# Stuart Cobia



## Bullshark (Mar 19, 2009)

I've been home for 6 weeks and with school and the wind this was only the 2nd chance I've had to go offshore. We had some big hit early then it died. By the time it was time to go I was boxed in by other boats so I trolled out with a bait out behind me via the I-pilot. I picked the most open area and right away the bitchers started... Anyone that has fished Stuart knows these commercial guys love to cuss at pleasure fishing guys. A commercial guy lost a fish on the other side of his boat 50 yards from me and yelled at me. I asked him if it was my boats fault he lost a fish over there and told him to pound sand. His finger was still up when this 50ish lb cobia hit my line and he had front row seats. With a smile and a wave I trolled away fighting what he thought should have been his fish.

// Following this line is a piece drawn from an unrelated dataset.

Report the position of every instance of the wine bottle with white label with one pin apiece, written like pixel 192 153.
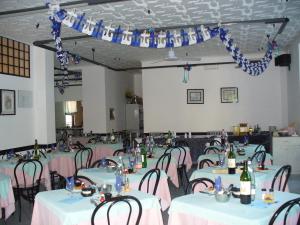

Awesome!


----------



## Jason (Oct 2, 2007)

Awesome brother....ain't seen no post from ya in a while, hope all has been well!


----------



## Bullshark (Mar 19, 2009)

Man with this downturn in the gulf I've been working as much as I can and going to school on the off time I do get. For some reason I couldn't post from offshore the last few times I wanted to.


----------



## stc1993 (Nov 23, 2014)

That's the way to tell 'em. Show 'em with a good fish. :thumbup:


----------



## WhyMe (Apr 21, 2013)

Good job.
Why me
Mako My Dayo


----------



## bowhunter21 (Mar 4, 2008)

were was that caught


----------



## jim t (Sep 30, 2007)

COOL!!!

Good to hear that all is well with you and yours

Jim


----------